Kazi Imran Moin*, Dr. Qazi Baseer Ahmed / International Journal of Engineering Research and

Applications (IJERA) ISSN: 2248-9622 www.ijera.com

Vol. 2, Issue 2,Mar-Apr 2012, pp.738-742

738 | P a g e

Use of Data Mining in Banking

Kazi Imran Moin*, Dr. Qazi Baseer Ahmed** *(Department of Computer Science, College of Computer Science & Information Technology, Latur, (M.S), India

** (Department of Commerce & Information Technology, Sir Sayyed College, Aurangabad, (M.S), India

Abstract In today‟s globalization and cut throat competition the

banks are struggling to gain a competitive edge over each

other. Apart from execution of business processes, the

creation of knowledge base and its utilization for the

benefit of the bank is becoming a strategy tool to

compete. In recent years the ability to generate, capture

and store data has increased enormously. The information

contained in this data can be very important. The wide

availability of huge amounts of data and the need for

transforming such data into knowledge encourage IT

industry to use data mining. The banking industry around

the world has undergone a tremendous change in the way

business is conducted. The banking industry has started

realizing the need of the techniques like data mining

which can help them to compete in the market. Leading

banks are using Data Mining (DM) tools for customer

segmentation and profitability, credit scoring and

approval, predicting payment default, marketing,

detecting fraudulent transactions, etc. This paper provides

an overview of the concept of DM and highlights the

applications of data mining to enhance the performance of

some of the core business processes in banking industry.

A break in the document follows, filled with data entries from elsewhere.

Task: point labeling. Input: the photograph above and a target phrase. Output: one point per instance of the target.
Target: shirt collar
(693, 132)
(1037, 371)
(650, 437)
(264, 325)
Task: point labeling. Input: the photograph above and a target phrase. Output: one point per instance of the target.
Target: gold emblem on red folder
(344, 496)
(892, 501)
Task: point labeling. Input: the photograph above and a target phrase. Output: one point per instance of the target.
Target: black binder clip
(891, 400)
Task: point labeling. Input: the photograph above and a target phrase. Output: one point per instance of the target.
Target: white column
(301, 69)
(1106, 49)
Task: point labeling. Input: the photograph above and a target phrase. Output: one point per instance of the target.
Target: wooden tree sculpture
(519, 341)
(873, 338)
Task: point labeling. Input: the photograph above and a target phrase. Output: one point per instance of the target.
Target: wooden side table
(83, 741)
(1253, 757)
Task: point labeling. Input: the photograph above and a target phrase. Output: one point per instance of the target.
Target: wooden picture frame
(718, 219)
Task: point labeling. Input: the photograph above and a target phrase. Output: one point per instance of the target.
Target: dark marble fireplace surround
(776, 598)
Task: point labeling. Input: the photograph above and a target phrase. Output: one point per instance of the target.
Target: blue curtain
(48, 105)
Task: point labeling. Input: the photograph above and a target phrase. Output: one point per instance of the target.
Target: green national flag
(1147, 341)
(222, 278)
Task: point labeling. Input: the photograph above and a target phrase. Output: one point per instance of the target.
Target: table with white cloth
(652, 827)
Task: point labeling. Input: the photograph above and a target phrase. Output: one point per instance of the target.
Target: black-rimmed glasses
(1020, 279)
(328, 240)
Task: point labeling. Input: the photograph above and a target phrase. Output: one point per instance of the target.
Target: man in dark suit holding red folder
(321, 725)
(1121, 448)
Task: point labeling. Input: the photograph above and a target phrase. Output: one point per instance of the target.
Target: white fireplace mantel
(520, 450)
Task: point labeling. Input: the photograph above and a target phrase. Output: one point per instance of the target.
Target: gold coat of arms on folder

Keywords - Banking industry, Data Mining, Fraud Detection, MIS, TBC

1. INTRODUCTION In the financial services industry throughout the world,

the traditional face-to-face customer contacts are being

replaced by electronic points of contact to reduce the

time and cost of processing an application for various

products and ultimately improve the financial

performance. The computerization of financial

operations, use of internet and automated software‟s has

completely changed the basic concept of business and the

way the business operations are being carried out. The

banking sector is not an exception to it. It has also

witnessed a tremendous change in the way the banking

operations are carried out [1].

Since 1990‟s the whole concept of banking has been

shifted to centralized databases, online transactions and

ATM‟s all over the world, which has made banking

system technically strong and more customer oriented

[1]. Data might be one of the most valuable resources of

any bank but only if it knows how to expose valuable

knowledge hidden in raw data. Data mining allows

extracting knowledge from the historical data, and

predicting outcomes of future situations. It helps optimize

business decisions, increase the value of each customer

and communication, and improve customer satisfaction

[2].

The amount of data collected by banks has grown rapidly

in recent years. Existing statistical data analysis

techniques find it difficult to manage with the large

volumes of data now available. This explosive growth

has lead to the need for new data analysis techniques and

tools in order to find the information hidden in this data.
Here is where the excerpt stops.